Was metal music more honest than today?
I think metal has always been one of the most honest forms of music compared to other styles of music.

How do you comment on this bunch of sub-genres in metal and is it good for metal or is it destroying it?
It does get a little ridiculous at the amount of subgenres metal has fragmented into. I can’t keep up. When it comes down to it, I just consider AITTALA to be ‘metal’, since AITTALA draws inspiration from all genres of metal.

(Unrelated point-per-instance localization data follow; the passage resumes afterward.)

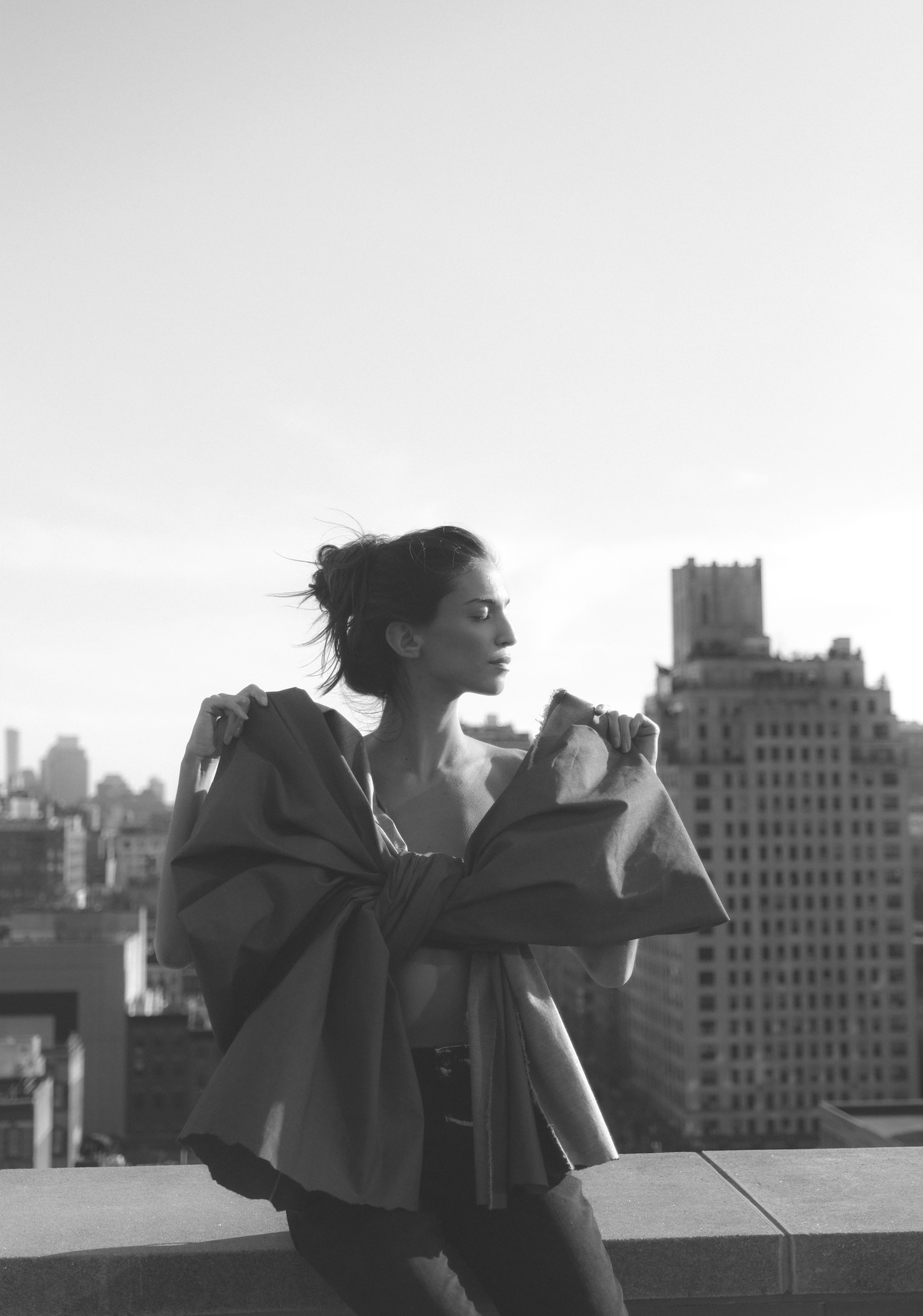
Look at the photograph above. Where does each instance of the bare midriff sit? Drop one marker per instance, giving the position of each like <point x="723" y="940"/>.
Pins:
<point x="433" y="990"/>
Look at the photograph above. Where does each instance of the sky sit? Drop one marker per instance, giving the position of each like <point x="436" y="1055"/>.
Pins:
<point x="612" y="284"/>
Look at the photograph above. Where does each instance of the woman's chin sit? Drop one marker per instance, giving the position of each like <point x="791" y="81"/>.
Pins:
<point x="495" y="683"/>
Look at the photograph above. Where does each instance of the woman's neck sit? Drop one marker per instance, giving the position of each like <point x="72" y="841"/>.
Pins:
<point x="420" y="735"/>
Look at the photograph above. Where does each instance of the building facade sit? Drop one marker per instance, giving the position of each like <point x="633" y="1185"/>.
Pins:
<point x="495" y="732"/>
<point x="66" y="773"/>
<point x="79" y="973"/>
<point x="25" y="1105"/>
<point x="170" y="1060"/>
<point x="786" y="774"/>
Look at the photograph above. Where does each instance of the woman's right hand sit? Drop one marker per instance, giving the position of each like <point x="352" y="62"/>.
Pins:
<point x="222" y="720"/>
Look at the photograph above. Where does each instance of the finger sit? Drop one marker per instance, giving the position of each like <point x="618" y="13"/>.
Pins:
<point x="625" y="732"/>
<point x="614" y="733"/>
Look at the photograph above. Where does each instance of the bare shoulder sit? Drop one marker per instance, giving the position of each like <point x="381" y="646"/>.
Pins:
<point x="501" y="764"/>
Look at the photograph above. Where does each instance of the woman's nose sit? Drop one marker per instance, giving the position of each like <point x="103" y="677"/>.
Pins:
<point x="506" y="636"/>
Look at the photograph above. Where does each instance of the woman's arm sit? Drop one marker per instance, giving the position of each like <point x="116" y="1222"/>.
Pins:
<point x="170" y="940"/>
<point x="220" y="720"/>
<point x="610" y="966"/>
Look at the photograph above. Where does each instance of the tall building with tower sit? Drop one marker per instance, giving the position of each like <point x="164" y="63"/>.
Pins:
<point x="66" y="773"/>
<point x="12" y="755"/>
<point x="789" y="777"/>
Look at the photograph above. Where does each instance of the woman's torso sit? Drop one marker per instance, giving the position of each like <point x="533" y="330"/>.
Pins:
<point x="433" y="984"/>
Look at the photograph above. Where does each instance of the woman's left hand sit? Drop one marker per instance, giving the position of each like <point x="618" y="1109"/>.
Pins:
<point x="625" y="732"/>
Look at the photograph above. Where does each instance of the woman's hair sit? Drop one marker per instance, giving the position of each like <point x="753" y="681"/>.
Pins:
<point x="372" y="580"/>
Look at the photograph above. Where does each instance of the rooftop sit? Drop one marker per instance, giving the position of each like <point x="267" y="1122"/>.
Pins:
<point x="828" y="1232"/>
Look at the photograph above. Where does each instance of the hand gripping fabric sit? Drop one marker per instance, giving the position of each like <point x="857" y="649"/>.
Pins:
<point x="299" y="902"/>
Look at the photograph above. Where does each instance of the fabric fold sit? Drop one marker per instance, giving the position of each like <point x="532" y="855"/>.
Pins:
<point x="299" y="904"/>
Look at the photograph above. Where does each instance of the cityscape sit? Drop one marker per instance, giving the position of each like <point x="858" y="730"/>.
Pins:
<point x="797" y="1024"/>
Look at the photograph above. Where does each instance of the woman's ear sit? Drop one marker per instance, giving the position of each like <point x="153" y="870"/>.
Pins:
<point x="404" y="640"/>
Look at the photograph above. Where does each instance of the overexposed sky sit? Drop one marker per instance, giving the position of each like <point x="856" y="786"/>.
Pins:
<point x="613" y="284"/>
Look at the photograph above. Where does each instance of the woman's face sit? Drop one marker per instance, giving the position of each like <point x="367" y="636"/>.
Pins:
<point x="467" y="645"/>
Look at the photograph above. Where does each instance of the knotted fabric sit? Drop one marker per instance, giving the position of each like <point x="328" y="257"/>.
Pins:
<point x="300" y="899"/>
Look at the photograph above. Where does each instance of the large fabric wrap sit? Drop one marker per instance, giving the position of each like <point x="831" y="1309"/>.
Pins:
<point x="300" y="899"/>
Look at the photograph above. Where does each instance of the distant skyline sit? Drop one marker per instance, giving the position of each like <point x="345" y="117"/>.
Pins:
<point x="613" y="284"/>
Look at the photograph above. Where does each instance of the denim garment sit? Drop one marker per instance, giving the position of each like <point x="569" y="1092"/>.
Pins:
<point x="541" y="1256"/>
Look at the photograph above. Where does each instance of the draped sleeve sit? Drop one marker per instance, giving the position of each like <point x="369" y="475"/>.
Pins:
<point x="299" y="903"/>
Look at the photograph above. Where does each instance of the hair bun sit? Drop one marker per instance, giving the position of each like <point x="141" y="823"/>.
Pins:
<point x="371" y="580"/>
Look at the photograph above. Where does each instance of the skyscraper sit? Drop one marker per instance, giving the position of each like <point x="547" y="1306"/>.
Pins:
<point x="66" y="773"/>
<point x="12" y="739"/>
<point x="786" y="774"/>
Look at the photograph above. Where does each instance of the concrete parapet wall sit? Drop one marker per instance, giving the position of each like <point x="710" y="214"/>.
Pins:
<point x="826" y="1232"/>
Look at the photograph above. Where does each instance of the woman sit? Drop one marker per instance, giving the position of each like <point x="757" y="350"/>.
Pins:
<point x="359" y="910"/>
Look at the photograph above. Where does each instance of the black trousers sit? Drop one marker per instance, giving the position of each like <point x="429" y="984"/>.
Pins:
<point x="542" y="1256"/>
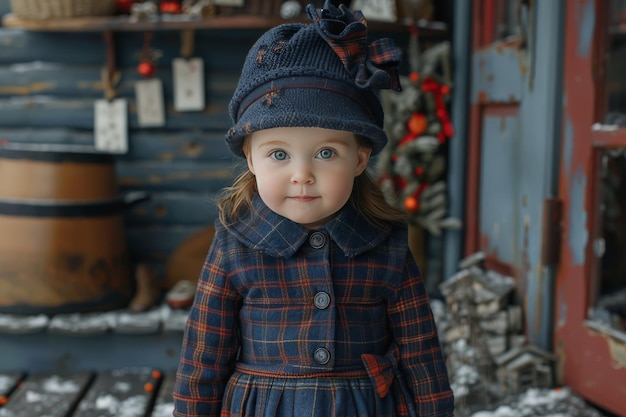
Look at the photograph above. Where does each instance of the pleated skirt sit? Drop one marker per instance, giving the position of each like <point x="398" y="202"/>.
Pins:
<point x="262" y="396"/>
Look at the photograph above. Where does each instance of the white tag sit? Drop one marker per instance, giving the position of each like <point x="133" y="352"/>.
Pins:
<point x="111" y="125"/>
<point x="150" y="106"/>
<point x="381" y="10"/>
<point x="188" y="84"/>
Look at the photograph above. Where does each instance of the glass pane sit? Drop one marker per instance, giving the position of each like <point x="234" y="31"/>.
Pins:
<point x="616" y="64"/>
<point x="610" y="307"/>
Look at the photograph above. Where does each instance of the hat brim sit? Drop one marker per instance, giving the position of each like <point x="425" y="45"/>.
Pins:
<point x="317" y="108"/>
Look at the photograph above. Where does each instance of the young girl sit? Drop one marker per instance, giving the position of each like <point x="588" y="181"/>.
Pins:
<point x="310" y="303"/>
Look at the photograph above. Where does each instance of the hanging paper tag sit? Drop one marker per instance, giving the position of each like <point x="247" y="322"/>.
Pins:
<point x="111" y="125"/>
<point x="188" y="84"/>
<point x="381" y="10"/>
<point x="150" y="105"/>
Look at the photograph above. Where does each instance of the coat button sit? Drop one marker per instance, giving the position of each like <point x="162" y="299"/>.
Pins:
<point x="321" y="356"/>
<point x="317" y="240"/>
<point x="321" y="300"/>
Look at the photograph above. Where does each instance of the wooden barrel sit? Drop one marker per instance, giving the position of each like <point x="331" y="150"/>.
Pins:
<point x="62" y="238"/>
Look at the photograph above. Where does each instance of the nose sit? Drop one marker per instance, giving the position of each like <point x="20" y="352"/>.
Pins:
<point x="302" y="174"/>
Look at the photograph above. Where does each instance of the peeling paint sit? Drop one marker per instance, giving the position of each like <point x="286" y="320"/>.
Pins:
<point x="562" y="318"/>
<point x="26" y="90"/>
<point x="578" y="234"/>
<point x="618" y="353"/>
<point x="586" y="23"/>
<point x="568" y="146"/>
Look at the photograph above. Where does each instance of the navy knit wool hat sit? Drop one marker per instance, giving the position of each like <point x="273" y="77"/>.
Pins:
<point x="322" y="74"/>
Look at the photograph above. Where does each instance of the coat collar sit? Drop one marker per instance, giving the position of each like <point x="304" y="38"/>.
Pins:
<point x="264" y="230"/>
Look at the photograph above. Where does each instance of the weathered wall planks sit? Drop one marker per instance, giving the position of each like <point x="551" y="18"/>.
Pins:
<point x="48" y="84"/>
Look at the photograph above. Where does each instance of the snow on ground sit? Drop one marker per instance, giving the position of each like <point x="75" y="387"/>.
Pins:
<point x="558" y="402"/>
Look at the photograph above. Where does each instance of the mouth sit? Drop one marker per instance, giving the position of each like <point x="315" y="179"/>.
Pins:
<point x="302" y="198"/>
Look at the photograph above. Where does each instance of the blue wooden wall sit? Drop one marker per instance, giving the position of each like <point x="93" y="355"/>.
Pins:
<point x="49" y="81"/>
<point x="48" y="84"/>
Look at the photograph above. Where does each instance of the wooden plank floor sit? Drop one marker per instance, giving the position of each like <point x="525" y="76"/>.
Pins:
<point x="127" y="392"/>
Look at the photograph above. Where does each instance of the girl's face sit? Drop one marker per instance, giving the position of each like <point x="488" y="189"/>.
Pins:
<point x="305" y="174"/>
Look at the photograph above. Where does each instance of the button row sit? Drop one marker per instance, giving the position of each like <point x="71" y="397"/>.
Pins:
<point x="321" y="356"/>
<point x="317" y="240"/>
<point x="321" y="300"/>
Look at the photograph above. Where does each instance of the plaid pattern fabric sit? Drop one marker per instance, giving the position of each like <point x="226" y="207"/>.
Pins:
<point x="257" y="340"/>
<point x="346" y="33"/>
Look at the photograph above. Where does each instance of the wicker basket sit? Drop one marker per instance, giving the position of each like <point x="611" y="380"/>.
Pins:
<point x="60" y="9"/>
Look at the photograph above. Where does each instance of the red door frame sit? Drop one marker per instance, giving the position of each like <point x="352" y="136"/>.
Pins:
<point x="591" y="362"/>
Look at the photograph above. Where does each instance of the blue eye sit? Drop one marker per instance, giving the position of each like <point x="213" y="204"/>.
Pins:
<point x="279" y="155"/>
<point x="326" y="153"/>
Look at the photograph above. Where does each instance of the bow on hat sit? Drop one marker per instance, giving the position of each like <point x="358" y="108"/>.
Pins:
<point x="373" y="66"/>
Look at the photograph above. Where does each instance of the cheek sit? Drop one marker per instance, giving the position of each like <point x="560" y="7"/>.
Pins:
<point x="268" y="183"/>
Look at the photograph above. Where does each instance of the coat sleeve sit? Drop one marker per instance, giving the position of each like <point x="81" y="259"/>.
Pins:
<point x="210" y="341"/>
<point x="421" y="358"/>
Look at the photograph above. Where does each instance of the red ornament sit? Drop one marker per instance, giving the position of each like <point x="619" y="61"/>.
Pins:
<point x="417" y="124"/>
<point x="411" y="204"/>
<point x="146" y="69"/>
<point x="170" y="6"/>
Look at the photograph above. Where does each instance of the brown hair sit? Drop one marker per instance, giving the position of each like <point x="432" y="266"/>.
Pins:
<point x="366" y="197"/>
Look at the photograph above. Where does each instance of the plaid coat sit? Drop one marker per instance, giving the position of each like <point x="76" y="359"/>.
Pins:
<point x="329" y="322"/>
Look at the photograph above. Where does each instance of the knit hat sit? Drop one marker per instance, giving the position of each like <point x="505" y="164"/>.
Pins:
<point x="321" y="74"/>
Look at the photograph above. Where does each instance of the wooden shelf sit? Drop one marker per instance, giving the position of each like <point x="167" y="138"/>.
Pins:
<point x="179" y="22"/>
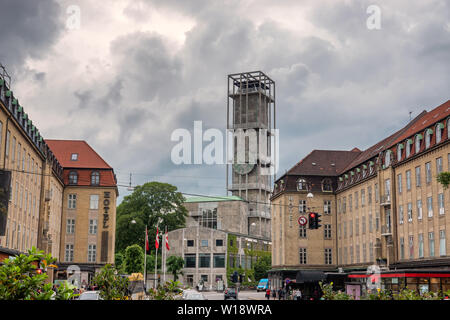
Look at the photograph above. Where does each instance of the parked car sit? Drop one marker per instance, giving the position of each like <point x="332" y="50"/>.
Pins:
<point x="263" y="285"/>
<point x="230" y="293"/>
<point x="90" y="295"/>
<point x="193" y="295"/>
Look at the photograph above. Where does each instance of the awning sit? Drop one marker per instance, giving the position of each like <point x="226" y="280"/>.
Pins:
<point x="304" y="276"/>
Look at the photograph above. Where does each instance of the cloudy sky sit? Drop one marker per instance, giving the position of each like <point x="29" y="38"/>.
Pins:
<point x="127" y="73"/>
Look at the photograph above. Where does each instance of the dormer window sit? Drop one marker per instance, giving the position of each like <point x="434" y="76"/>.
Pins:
<point x="439" y="130"/>
<point x="95" y="178"/>
<point x="301" y="184"/>
<point x="419" y="138"/>
<point x="73" y="177"/>
<point x="428" y="135"/>
<point x="326" y="185"/>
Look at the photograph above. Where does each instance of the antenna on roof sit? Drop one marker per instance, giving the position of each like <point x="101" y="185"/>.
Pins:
<point x="130" y="188"/>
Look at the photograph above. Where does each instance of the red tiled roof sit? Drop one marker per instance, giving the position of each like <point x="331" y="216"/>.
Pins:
<point x="87" y="162"/>
<point x="87" y="157"/>
<point x="324" y="162"/>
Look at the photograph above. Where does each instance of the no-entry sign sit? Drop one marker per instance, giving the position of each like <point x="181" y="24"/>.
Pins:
<point x="302" y="221"/>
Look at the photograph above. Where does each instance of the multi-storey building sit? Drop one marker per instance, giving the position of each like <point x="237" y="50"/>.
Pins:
<point x="388" y="210"/>
<point x="56" y="195"/>
<point x="88" y="217"/>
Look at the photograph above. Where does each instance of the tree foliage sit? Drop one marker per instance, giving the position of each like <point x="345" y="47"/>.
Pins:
<point x="20" y="281"/>
<point x="134" y="259"/>
<point x="146" y="205"/>
<point x="112" y="286"/>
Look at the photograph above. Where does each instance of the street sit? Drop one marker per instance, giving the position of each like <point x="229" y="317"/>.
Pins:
<point x="243" y="295"/>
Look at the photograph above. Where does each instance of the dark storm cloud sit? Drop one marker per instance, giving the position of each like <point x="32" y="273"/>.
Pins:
<point x="28" y="29"/>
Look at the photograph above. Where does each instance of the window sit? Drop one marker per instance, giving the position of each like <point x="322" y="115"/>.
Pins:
<point x="93" y="226"/>
<point x="441" y="203"/>
<point x="190" y="260"/>
<point x="93" y="203"/>
<point x="430" y="206"/>
<point x="418" y="178"/>
<point x="327" y="206"/>
<point x="399" y="182"/>
<point x="411" y="247"/>
<point x="302" y="255"/>
<point x="326" y="185"/>
<point x="419" y="209"/>
<point x="70" y="228"/>
<point x="428" y="171"/>
<point x="73" y="177"/>
<point x="95" y="178"/>
<point x="400" y="214"/>
<point x="442" y="248"/>
<point x="69" y="253"/>
<point x="92" y="253"/>
<point x="204" y="260"/>
<point x="219" y="260"/>
<point x="408" y="180"/>
<point x="328" y="256"/>
<point x="420" y="245"/>
<point x="439" y="165"/>
<point x="302" y="206"/>
<point x="431" y="243"/>
<point x="327" y="231"/>
<point x="209" y="218"/>
<point x="72" y="203"/>
<point x="409" y="212"/>
<point x="301" y="184"/>
<point x="302" y="231"/>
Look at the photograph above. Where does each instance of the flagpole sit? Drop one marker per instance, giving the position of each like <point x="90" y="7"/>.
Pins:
<point x="145" y="261"/>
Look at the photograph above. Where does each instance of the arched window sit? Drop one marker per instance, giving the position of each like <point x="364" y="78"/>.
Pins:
<point x="428" y="135"/>
<point x="399" y="151"/>
<point x="439" y="130"/>
<point x="95" y="178"/>
<point x="73" y="177"/>
<point x="326" y="185"/>
<point x="301" y="184"/>
<point x="419" y="138"/>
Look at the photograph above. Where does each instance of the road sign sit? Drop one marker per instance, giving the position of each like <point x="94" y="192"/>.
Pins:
<point x="302" y="221"/>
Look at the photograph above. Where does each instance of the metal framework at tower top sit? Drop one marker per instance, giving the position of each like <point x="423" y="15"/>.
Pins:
<point x="251" y="105"/>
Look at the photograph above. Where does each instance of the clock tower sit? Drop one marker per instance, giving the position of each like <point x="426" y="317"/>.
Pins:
<point x="251" y="119"/>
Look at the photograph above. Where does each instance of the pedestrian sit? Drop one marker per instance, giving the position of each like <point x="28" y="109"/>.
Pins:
<point x="268" y="293"/>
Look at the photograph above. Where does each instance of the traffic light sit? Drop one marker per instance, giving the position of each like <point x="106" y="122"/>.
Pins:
<point x="312" y="220"/>
<point x="317" y="220"/>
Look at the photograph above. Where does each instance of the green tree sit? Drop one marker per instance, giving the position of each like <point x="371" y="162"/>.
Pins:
<point x="20" y="281"/>
<point x="262" y="267"/>
<point x="134" y="259"/>
<point x="146" y="205"/>
<point x="112" y="286"/>
<point x="174" y="266"/>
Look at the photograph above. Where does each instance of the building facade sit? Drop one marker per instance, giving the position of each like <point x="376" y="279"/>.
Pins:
<point x="88" y="208"/>
<point x="216" y="242"/>
<point x="388" y="209"/>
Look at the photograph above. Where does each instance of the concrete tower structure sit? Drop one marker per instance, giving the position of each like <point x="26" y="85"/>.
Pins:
<point x="251" y="120"/>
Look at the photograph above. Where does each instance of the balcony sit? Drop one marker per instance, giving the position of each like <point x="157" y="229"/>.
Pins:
<point x="385" y="200"/>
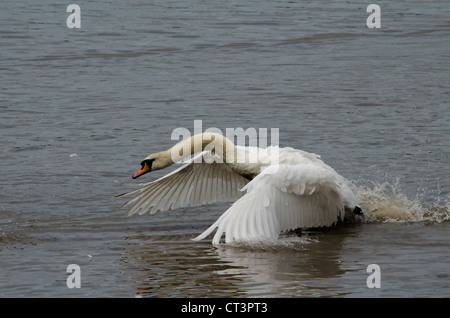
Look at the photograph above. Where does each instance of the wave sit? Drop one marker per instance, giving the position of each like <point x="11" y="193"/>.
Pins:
<point x="384" y="203"/>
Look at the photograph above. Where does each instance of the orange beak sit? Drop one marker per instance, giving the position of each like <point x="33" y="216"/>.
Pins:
<point x="144" y="169"/>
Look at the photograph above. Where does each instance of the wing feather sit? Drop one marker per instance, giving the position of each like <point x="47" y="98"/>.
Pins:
<point x="193" y="184"/>
<point x="295" y="196"/>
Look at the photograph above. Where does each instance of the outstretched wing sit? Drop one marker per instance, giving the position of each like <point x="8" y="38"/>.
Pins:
<point x="281" y="198"/>
<point x="193" y="184"/>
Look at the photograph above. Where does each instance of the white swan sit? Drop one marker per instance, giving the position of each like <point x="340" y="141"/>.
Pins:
<point x="297" y="190"/>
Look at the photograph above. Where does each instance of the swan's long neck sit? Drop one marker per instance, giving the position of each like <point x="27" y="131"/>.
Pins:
<point x="216" y="143"/>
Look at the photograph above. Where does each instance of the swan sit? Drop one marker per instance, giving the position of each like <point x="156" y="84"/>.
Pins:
<point x="297" y="190"/>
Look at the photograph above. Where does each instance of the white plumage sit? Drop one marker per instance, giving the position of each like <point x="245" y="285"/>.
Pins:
<point x="298" y="190"/>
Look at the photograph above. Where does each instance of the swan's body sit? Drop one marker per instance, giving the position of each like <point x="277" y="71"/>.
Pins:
<point x="297" y="190"/>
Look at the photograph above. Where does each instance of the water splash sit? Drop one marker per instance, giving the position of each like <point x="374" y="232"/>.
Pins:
<point x="385" y="203"/>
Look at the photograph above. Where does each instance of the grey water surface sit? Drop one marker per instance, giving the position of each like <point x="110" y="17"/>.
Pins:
<point x="80" y="108"/>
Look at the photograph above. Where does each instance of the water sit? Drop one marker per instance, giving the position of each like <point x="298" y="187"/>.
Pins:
<point x="81" y="108"/>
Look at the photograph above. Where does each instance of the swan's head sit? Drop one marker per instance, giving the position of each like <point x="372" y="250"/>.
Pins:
<point x="153" y="162"/>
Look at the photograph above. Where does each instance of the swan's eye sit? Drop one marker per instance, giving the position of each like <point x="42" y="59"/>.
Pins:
<point x="148" y="162"/>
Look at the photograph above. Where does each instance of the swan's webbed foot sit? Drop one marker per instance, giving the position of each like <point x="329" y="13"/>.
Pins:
<point x="357" y="211"/>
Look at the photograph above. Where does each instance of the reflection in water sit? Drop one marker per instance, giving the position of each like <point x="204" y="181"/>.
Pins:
<point x="176" y="267"/>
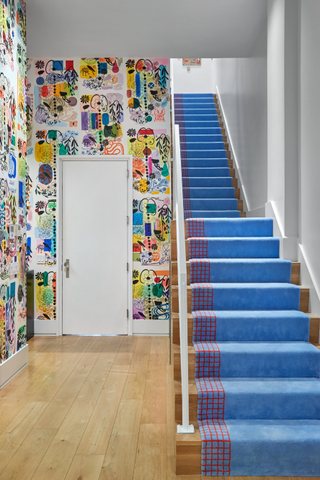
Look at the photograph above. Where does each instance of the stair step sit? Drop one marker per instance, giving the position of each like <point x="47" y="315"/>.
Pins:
<point x="240" y="270"/>
<point x="257" y="359"/>
<point x="294" y="278"/>
<point x="213" y="192"/>
<point x="228" y="247"/>
<point x="215" y="213"/>
<point x="250" y="326"/>
<point x="196" y="153"/>
<point x="259" y="448"/>
<point x="253" y="398"/>
<point x="194" y="182"/>
<point x="206" y="172"/>
<point x="303" y="307"/>
<point x="260" y="398"/>
<point x="250" y="227"/>
<point x="198" y="129"/>
<point x="222" y="162"/>
<point x="210" y="203"/>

We’ve been called Eclectic Doom several times, and we like that, so we use it.

Are all the subgenres destroying metal?
I wouldn’t go that far, but it does get confusing.

Do you support this commercialization of metal music and how about the wearing of metal t-shirts by some “exposed” people who do not belong to this philosophy of metal music?
You can’t control fashion or what people wear. I wouldn’t say I support it, but on the other hand, I wouldn’t go out of my way to not support it. But I look at it this way, if someone that doesn’t like metal wants to wear a metal band T-shirt, they just become a walking billboard, so it’s free advertising.

What would you change in the world of metal and would you like to go back to the time before the internet if you remember it at all?
The internet really wasn’t around until I was in my early 20s, so I was there at the beginning. It’s definitely a double-edged sword. Before the internet, bands could be more mysterious and maintain secrecy if they wanted to. You also had to get your info from magazines, word or mouth, and even MTV or other music channels. And there weren’t as many bands. With the internet and newer recording technology, it does make it easy for bands to get their music out there, but now there are so many more bands. It’s almost too much and harder to get noticed. I’m not sure which world I like better.

How important is supporting the local scene and can you single out a band from your area that you would recommend to our readers?
The metal scene we are in is basically dead. The pandemic basically took care of that. There are a few clubs that will have metal occasionally, but, if you’re not part of the ‘in’ crowd, you don’t get local support. AITTALA falls into that category of not being part of the ‘in’ crowd for the Raleigh scene, but we have our sights set on more than NC!

How do you see this situation in the world and how do you think it will develop? Will they imprison us again, scare us or maybe send us into a big war?
It’s definitely a scary thing going on right now with Ukraine and Russia. Let’s hope it doesn’t turn into something bigger so the world (especially Europe) can get back to normal life!

Finally, what would you say to our readers and why should they listen to you in the sea of bands that are offered to them every day?
One of the biggest compliments that AITTALA gets is that we sound original and it’s hard to compare us directly to other bands. So if your readers are looking for something new and fresh, come and enjoy some AITTALA!